I remember two men coming into my senior year homeroom and pitching their case for class rings. It was a father and son duo and I have to admit the son was a solid 8/10.
“You’ll always cherish it,” the son — I think his name was Trey, said. As he spoke, a twenty slide, clip art-filled PowerPoint began. My first thought was that the rings looked super gaudy, but the excitement of my friends began to rub off on me.
By the time the presentation had finished, my gullible, innocent, and possibly lust-induced mind was made up, “I have to get a class of 2014 ring.” This lasted a total of two minutes as soon as I received the brochure.
“Nope,” I whispered under my breath.
As soon as I saw that a class ring was going to cost me almost $200, it was a no-brainer.
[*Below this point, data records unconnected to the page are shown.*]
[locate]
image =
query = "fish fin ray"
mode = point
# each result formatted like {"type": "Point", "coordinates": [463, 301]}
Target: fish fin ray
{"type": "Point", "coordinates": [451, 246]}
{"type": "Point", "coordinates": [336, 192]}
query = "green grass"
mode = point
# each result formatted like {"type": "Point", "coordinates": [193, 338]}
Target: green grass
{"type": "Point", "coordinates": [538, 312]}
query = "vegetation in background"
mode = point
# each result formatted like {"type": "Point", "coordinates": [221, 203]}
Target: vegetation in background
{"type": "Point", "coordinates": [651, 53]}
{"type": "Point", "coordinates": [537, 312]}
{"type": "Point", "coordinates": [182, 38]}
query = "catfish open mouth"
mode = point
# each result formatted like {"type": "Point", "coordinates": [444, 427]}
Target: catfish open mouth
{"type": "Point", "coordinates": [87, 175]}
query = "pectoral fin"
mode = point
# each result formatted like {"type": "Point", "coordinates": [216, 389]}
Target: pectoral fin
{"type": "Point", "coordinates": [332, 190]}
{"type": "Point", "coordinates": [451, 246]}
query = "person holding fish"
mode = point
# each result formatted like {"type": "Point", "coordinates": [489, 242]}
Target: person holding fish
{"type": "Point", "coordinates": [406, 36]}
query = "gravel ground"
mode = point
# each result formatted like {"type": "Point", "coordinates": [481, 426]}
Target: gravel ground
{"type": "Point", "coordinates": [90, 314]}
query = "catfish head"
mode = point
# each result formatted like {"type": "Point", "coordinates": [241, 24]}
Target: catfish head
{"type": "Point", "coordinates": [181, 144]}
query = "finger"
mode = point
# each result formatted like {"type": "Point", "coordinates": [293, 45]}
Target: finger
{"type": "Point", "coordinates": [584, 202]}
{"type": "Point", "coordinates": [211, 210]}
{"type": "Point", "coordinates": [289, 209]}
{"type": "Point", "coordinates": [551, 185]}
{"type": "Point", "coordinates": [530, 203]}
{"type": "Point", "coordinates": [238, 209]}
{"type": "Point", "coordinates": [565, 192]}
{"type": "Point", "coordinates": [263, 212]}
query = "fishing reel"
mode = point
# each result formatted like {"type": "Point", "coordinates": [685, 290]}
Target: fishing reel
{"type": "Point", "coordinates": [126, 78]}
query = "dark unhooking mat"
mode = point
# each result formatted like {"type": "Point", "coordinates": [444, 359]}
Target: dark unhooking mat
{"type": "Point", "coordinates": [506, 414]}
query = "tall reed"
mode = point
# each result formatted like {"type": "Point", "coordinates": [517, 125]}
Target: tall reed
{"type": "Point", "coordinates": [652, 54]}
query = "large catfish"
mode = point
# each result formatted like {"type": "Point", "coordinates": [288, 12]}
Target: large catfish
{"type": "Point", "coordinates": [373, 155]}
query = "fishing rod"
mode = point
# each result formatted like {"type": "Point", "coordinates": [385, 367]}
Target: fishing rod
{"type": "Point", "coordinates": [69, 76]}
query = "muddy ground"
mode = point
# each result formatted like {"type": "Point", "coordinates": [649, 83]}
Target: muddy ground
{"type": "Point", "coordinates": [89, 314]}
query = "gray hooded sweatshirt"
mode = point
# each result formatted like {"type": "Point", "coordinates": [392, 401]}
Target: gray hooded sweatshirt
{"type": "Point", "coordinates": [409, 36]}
I knew I still had to pay for my cap and gown. At this point, I had not received any scholarships and was extremely worried about paying for college. I was working night shifts at Harris Teeter just to save money. I knew that $200 could go a long way if I scoured Amazon for my textbooks.
“Nope,” I repeated.
On my way out of the classroom, I tossed the brochure in the trash, took a second glance at Trey, and headed to the cafeteria for lunch.
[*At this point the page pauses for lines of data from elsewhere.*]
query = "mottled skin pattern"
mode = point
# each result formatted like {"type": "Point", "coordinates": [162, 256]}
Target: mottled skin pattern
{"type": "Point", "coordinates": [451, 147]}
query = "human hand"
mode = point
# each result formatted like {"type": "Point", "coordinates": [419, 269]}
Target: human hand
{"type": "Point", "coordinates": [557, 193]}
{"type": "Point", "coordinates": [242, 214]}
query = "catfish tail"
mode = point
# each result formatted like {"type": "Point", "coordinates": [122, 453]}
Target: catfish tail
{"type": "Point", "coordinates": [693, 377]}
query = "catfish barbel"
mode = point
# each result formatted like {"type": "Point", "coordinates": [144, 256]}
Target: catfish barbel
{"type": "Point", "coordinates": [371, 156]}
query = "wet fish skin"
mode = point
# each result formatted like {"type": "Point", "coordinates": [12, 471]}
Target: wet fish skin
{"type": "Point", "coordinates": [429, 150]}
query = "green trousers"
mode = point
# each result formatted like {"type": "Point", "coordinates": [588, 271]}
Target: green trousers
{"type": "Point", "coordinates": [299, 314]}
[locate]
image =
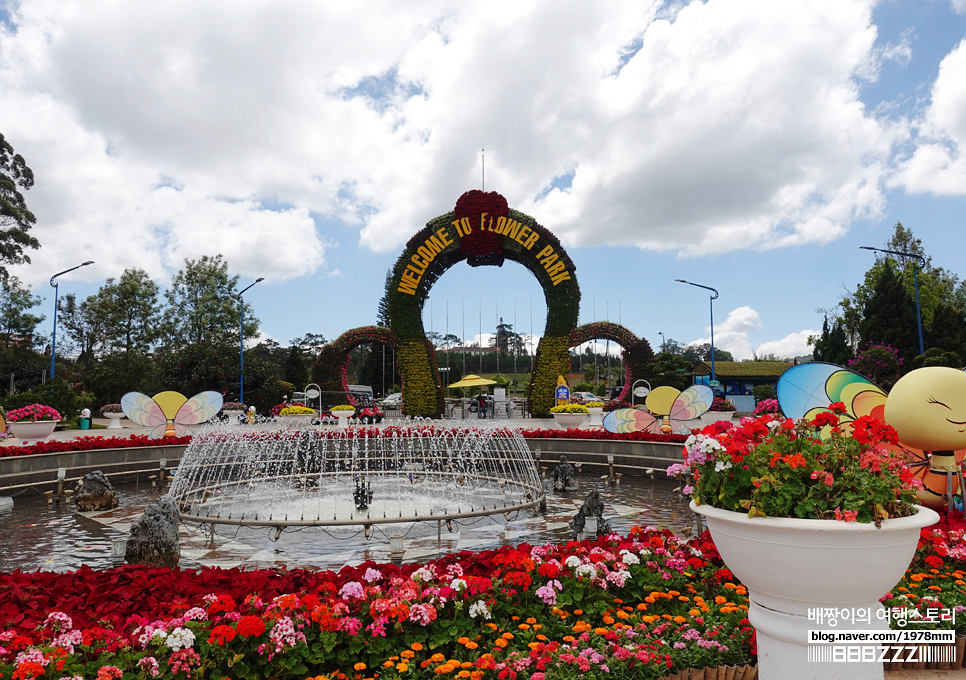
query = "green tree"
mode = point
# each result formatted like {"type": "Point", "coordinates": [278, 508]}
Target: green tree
{"type": "Point", "coordinates": [669, 369]}
{"type": "Point", "coordinates": [889, 317]}
{"type": "Point", "coordinates": [203, 306]}
{"type": "Point", "coordinates": [19, 326]}
{"type": "Point", "coordinates": [948, 330]}
{"type": "Point", "coordinates": [833, 345]}
{"type": "Point", "coordinates": [702, 352]}
{"type": "Point", "coordinates": [15, 218]}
Months later all of my more well-to-do friends picked up their rings, promptly put them on their hands, and began blinding fellow classmates with their corresponding birthstones. At this point, I had received a substantial scholarship from QuestBridge to attend the University of Virginia and I gave zero you-know-whats about class rings.
Fast forward a few years and I was suddenly going into my third-year here at UVA. I was the most optimistic and at peace that I had been in a while. “Half my sentence is up,” I joked to my friends.
When I saw the Balfour fliers advertising class rings around Grounds, I knew I had to get one no matter the cost. No, this wasn’t because my friends were getting theirs, or because the salesman was wildly attractive, or because I loved UVA; it was because I was proud to still be here.
I come from a small school in rural North Carolina where most of the graduates don’t make it to a four-year university. The few that do make it usually end up dropping out after the first year due to financial limitations.
“Yes,” I thought to myself. I deserve this.”
I went to the order table, picked out my ring and all the details, filled out my credit card information, and I am still paying it off bit by bit. As I sat through an unimpressive ring ceremony this past Saturday, a tinge of guilt began to grow. My senior year self looked on with disgust:
“What about your peers who couldn’t afford a ring? There needs to be justice! Why can’t these rings be free? We all deserve (especially those who come from disadvantaged backgrounds like myself) the honor of wearing a class ring!”
As these thoughts swirled violently through my head. I missed the speakers, I missed the Virginia Gentleman, I murmured the “Good Ole Song” along with everyone else, waited in line, picked up my ring, and then walked home.
Talking to my peers, it seemed that the cost was the number one reason why people couldn’t or chose not to get class rings. I’m thankful for the twenty ring scholarships that were given out. A few of my friends received them, but it’s simply not enough.
Yet again, my class has been split into two groups: those who have the money and those who don’t. You can see the split for yourself. Just look at our hands.
It’s frustrating, it’s unfair, and it’s another example of privilege at our university. It’s a privilege I (and many others) have to carry whether we realize it or not.
Tyler Cox is a third-year whose birthstone is asbestos.